I looked around at the other drivers as if to say, “See, people? Seattle is awesome. We are so cool. (And we’re going to the Super Bowl!!!).” I was pumped.
Sitting on the passenger seat next to me was my current fave book, This Means This, This Means That: A User’s Guide to Semiotics. Semiotics is the theory of symbols. Objects can be symbols (think: horseshoes as a symbol of luck). Letters are also symbols. Words are a collection of letters that form an object that we call a word. Numbers are also symbols. A symbol has meaning because we give it meaning.
The basic construct of any symbol is as follows (stick with me…know I’m going Professor Mills on you here with all this talk of semiotics):
sign + signifier = signified
We know a table is a table because, at some point, someone pointed at a table and said, “Table.” Ditto for every other word we know. Double ditto for numbers. A 2 is a 2 because our preschool teacher said, “That’s a 2, kids.”
What does this have to do with Ryan Lewis’ flag and what, in turn, does that have to do nonprofit marketing, you ask? Everything. First, Ryan’s flag: The ‘206’ on Ryan’s flag meant something to me because I know that 206 is Seattle’s area code. The ‘206’ was a sign. The signifier, to me, was ‘Seattle area code’. The signified was, “Seattle is awesome and cool, and MackLewis love us. So there.”
No one (or at least very few people) in the cars around me likely knew Seattle’s area code. Therefore, the 206 signified something entirely different to me than it did to them. Sign was the same. Signifier was different (just a collection of three numbers). Therefore, the signified was totally different. Whereas I was all puffed up with pride over the 206 symbol being there loud and proud smack in the middle of Hollywood, it meant nothing to the other drivers. They probably didn’t even notice.
Now what does this have to do with you and your marketing efforts? You send out annual reports, newsletters, appeals, blog posts, etc all the time. Those pieces are a collection of symbols–pictures, words, numbers. You likely assume that what those symbols signify to you–the creator of the piece–is the same as what they signify to your reader, donor, volunteer, fan. That’s an erroneous assumption.

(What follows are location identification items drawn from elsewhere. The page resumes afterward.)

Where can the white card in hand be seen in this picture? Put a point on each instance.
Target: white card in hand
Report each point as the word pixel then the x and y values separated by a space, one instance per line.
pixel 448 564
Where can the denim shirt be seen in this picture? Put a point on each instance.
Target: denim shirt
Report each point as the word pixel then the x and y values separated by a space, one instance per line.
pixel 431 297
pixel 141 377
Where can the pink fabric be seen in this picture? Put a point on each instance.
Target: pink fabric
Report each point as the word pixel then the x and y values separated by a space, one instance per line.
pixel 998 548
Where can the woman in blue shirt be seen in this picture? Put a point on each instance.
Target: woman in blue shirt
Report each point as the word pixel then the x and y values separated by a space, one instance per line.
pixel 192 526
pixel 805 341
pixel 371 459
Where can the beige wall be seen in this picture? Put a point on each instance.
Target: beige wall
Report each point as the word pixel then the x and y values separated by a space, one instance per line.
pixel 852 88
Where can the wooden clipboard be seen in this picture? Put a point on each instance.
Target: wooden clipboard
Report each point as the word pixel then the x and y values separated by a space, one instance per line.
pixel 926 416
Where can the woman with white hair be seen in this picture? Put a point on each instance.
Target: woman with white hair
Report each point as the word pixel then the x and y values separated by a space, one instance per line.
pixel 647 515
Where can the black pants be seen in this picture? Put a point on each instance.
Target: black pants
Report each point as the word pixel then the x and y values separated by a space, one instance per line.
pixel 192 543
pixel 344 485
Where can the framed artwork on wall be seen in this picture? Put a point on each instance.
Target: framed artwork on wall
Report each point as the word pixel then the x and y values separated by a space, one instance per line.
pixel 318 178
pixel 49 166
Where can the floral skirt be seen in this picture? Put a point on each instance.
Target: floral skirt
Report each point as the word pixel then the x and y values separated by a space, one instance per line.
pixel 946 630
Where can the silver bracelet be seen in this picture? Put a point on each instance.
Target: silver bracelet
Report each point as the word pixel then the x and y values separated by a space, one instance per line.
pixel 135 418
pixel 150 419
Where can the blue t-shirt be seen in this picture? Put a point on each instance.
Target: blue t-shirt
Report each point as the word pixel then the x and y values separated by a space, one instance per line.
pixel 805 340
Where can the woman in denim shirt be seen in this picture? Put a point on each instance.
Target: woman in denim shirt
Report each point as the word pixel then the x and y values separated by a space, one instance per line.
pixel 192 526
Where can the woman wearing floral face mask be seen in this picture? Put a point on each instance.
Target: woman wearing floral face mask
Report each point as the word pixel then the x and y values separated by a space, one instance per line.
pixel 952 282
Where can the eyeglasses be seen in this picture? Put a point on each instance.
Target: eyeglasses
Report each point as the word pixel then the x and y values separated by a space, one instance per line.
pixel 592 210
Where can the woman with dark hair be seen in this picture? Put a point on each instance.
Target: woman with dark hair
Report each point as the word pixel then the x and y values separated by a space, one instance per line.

That great graphic you worked so hard to pull together that shows how many people you served in 2013? Unless you give it meaning, unless you make it clear to your donors that it signifies the change they helped create in the world, it’s nothing more than the 206 on Ryan’s flag was to my fellow drivers. Meaningless.
The moral of the story? Make sure the symbols you are putting out to the world–the symbols that speak to your mission, your vision, your values, your impact–signify the same thing to your supporters and fans as they do to you.